Effective sales benchmarking is not a one-time event but a structured process requiring a systematic approach. To get maximum benefit from this tool, it’s important to properly organize each stage, starting with setting goals and ending with implementing improvements.
When setting goals, many executives face the question: how to set a sales plan that is both ambitious and realistic. This is where benchmarking becomes especially useful. By comparing your company’s indicators with industry standards and competitor results, you can determine objective benchmarks for planning and form a sales plan that will reflect the real market potential.
Benchmarking should be viewed as an investment in developing your sales system. Although the process requires time and resources, when properly conducted, it can significantly increase the efficiency of the sales department and bring tangible financial results. Let’s look at the key stages of conducting sales benchmarking.
The first stage is setting goals. Before starting benchmarking, it’s important to clearly define what questions you want to solve with it. This could be revenue growth, increasing conversion at certain funnel stages, reducing the deal cycle, or lowering the cost of customer acquisition. The more specifically the goals are formulated, the easier it will be to choose relevant metrics and objects for comparison.
At this stage, it’s also important to determine the project scope: will you analyze the entire sales system or focus on specific aspects, such as onboarding new clients or the effectiveness of a particular sales channel. Goals should be measurable and align with the company’s overall development strategy.
The second stage is selecting benchmarking objects. Here it’s important to decide who you’ll compare your indicators with. These could be direct competitors, industry leaders, or even companies from other fields known for their strong sales practices. The choice of objects depends on your goals and data availability.
For internal benchmarking, you can compare different departments, branches, or teams within the company. For external benchmarking, it’s important to choose companies with comparable business models, size, and target audience to make the comparison as relevant as possible.
The third stage is selecting and collecting relevant metrics. At this stage, specific indicators to be analyzed are determined. For the sales department, these might be sales volume by channel, average check, conversion at different funnel stages, deal closing speed, customer retention indicators, and other KPIs.
The choice of metrics should reflect your goals and consider industry specifics. For example, for SaaS companies, customer churn and lifetime value are critically important, while for retail, average check and visitor-to-buyer conversion are key.
The fourth stage is data collection. At this stage, you gather information about both your own indicators and those of selected comparison objects. Data sources may include:
- Internal systems (CRM, website analytics, financial reporting)
- Open company reports and financial documents
- Industry research and analytical reports
- Customer and employee surveys
- Interviews with industry experts
- Specialized competitive intelligence platforms
The fifth stage is analysis and gap identification. After collecting data, it’s time to systematize and analyze it. The goal of this stage is to identify areas where your company lags behind benchmark indicators and understand the reasons for these gaps.
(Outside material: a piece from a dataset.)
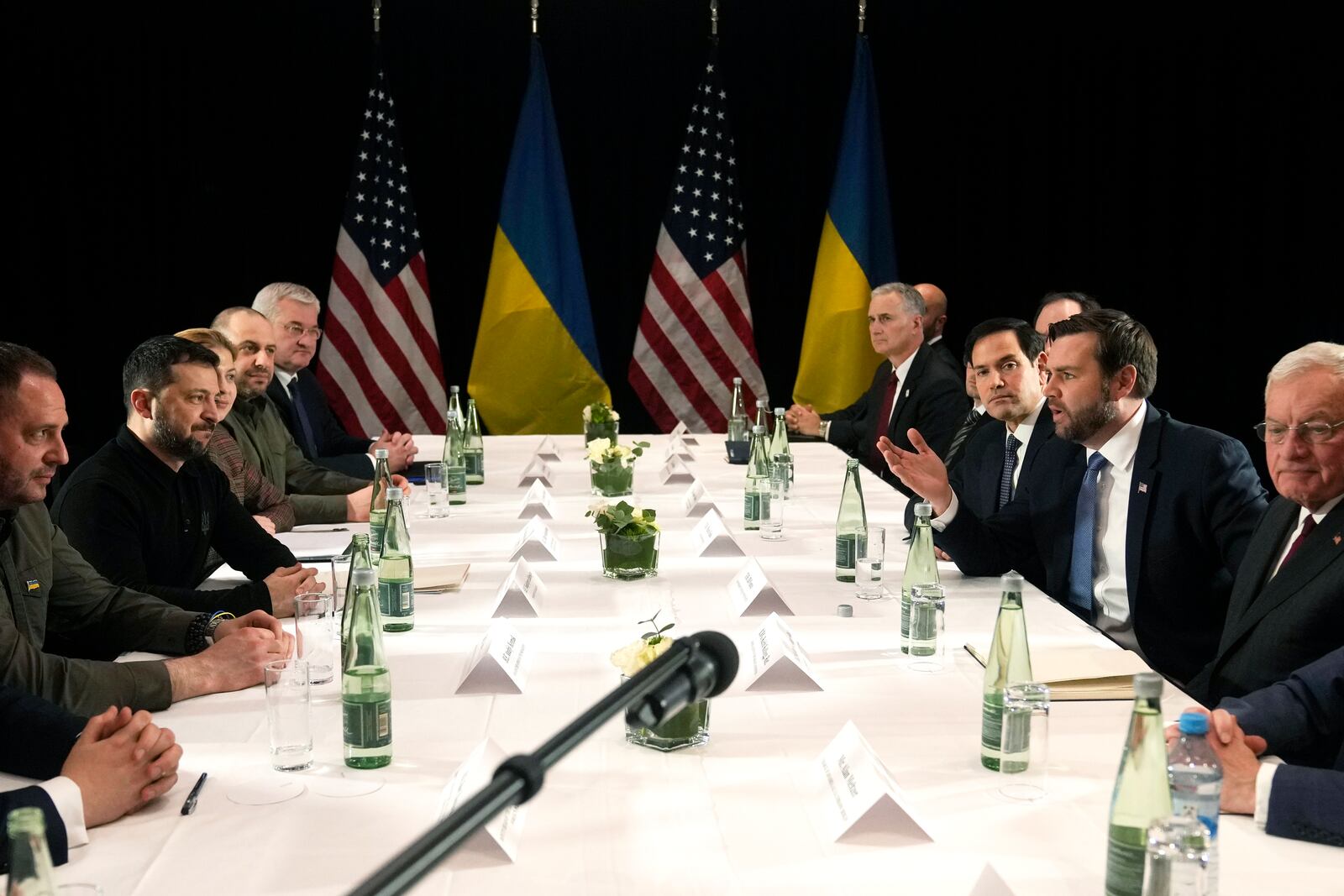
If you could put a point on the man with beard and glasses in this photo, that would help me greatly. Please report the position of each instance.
(1131, 519)
(147, 508)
The analysis should be comprehensive and consider the interrelationship of various indicators. For example, low conversion might be related to lead quality, seller competencies, or value proposition. It’s important to dig down to the root causes of lagging, not just state the gap in numbers.
The sixth stage is developing specific process improvement measures. Based on identified gaps and study of best practices, you develop an action plan to optimize sales. This plan should include specific initiatives, responsible persons, implementation deadlines, and expected results.
It’s important to prioritize initiatives, focusing on those that can bring the greatest results with minimal costs. Don’t try to implement all changes at once – this can overload the team and lead to resistance to change.
The seventh stage is monitoring and correction. After implementing changes, it’s necessary to regularly track their effectiveness and adjust the approach if needed. Benchmarking is not a one-time event but a continuous improvement process, so it’s important to establish a system for regular monitoring of key metrics and comparing them with target benchmarks.
Regular progress evaluation allows timely identification of new areas for improvement and adaptation of sales strategy to changing market conditions. Ideally, benchmarking becomes part of a culture of continuous improvement in the company.